John Storcel, PFC, Military Police

From the chaotic amphibious Invasion of Normandy to the grueling Battle of the Bulge, John Storcel has seen a magnitude of the horrors of war during his service in the 783rd Military Police Battalion.  

Storcel was born in what is now Slovakia, formerly part of the now dissolved Czechoslovakia and immigrated with his family to the United States.  The family settled in Chicago when he was six years old. He had four siblings, but one sadly died at only 18 months old shortly after the family arrived. His father served in the Austrian-Hungarian Army during World War I, an experience he didn’t discuss with his children. Storcel’s father was badly injured in the war and forbade the discussion of war at the family’s tavern. Unfortunately, Storcel’s father died at forty-nine in 1940, leaving him to help his mother run the family business.

Despite being the breadwinner of the family, supporting his mother, and contributing to the war effort building valves for US Navy ships, Storcel was drafted in 1943. He was sent to Fort Custer in Michigan for basic training and later to Pine Camp, where they conducted mock battles and trained officers. He performed several other duties stateside, including traffic control, evening patrol and controlling other service members while on night leave. Storcel also spent time on the east coast because he believes the nation was preparing for a possible invasion from Nazi Germany. 

Storcel eventually went to Plymouth, England, to help prepare for D-Day, where he guarded coal piles and prisoner transportations. While crossing the Atlantic on his way to Plymouth, though, he and the other MPs grew tired of the conditions, particularly the lack of hot water. Their cabin was next to an officer’s quarters, which had hot water, so Storcel and his friend, Bill Uliks, found and turned the valves that controlled the water flow. However, while they were turning the valves, the siren for drills went off and in the rush to get outside, they forgot to turn one off. This flooded their cabin with hot water. The jig was up.

During and after D-Day, Storcel performed various duties, but none more gruesome than collecting dead soldiers at Normandy Beach, Saint-Lô and the Battle of the Bulge. To ensure fallen soldiers in body bags could be identified, they’d leave one dog tag with the body and another on top of the body bag. Often, though, the bodies were missing limbs. So he and the other MPs would have to find the dead soldier it belonged to and place them in their body bag. Sometimes this was done carelessly by others, Storcel says, as some MPs just placed random limbs in random body bags.

To hear Storcel's recollection of the D-Day leading, click here.

Storcel had volunteered to General Patton’s Army toward the end of the war but he was held back after his friend, Bill Uliks, who he calls the “greatest person on Earth,” told his commanding officer that he financially supported his mother. He returned to the States, got married, had children, and found stable work as an electrical contractor and business owner. 

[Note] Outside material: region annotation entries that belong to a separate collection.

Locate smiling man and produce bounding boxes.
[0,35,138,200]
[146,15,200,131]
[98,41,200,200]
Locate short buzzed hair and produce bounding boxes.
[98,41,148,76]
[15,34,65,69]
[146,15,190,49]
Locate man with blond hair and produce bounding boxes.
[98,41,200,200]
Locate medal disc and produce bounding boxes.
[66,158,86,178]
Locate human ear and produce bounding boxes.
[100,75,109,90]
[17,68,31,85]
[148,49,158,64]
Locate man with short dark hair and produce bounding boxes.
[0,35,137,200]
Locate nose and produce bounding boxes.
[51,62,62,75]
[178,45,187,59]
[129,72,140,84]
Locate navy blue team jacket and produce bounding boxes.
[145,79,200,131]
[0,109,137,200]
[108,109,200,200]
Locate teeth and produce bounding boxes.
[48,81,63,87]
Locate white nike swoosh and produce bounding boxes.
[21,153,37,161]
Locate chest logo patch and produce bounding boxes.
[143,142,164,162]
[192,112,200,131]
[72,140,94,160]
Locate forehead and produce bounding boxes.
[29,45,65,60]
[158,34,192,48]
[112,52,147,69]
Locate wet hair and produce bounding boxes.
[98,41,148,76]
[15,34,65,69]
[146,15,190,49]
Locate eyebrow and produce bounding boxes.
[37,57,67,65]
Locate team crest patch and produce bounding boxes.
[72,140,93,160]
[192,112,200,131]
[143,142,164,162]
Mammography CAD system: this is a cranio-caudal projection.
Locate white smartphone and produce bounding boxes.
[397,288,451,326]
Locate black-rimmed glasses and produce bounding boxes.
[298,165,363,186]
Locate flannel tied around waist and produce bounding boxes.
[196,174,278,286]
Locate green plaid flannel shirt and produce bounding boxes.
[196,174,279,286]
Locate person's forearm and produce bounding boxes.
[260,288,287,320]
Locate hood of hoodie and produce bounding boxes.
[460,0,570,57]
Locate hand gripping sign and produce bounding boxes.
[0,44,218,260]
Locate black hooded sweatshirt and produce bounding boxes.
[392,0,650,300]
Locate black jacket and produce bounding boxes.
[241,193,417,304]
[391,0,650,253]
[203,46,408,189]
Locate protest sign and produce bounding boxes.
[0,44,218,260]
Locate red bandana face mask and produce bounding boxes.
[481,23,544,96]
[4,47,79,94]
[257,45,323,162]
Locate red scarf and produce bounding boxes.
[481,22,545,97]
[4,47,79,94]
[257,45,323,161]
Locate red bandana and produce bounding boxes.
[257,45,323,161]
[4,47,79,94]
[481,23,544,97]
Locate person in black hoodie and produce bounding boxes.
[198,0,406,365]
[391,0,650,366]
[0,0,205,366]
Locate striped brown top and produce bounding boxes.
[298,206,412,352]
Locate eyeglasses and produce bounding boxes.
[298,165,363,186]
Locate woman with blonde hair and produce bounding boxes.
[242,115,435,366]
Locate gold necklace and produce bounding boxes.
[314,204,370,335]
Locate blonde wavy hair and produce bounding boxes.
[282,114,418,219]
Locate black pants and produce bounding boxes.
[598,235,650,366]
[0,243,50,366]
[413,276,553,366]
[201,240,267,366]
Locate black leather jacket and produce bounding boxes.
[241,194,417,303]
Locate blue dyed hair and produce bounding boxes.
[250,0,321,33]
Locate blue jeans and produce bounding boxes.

Storcel considers himself a patriot, is proud of his service, and is a member of the Veterans of Foreign Wars and the American Legion. However, he is critical of the United States military and its “blunders” during the war, which cost young men their lives, he says. A regret that he truly bares is a broken promise to his father. On his deathbed, Storcel’s father made him and his brother promise him that they would not go to war. 

“But when I was drafted; what was I gonna do? So… I… I lied to him. I went to war,” Storcel says. “So that bothered me quite a bit… And he died at the age of forty-nine. But that bothered me.”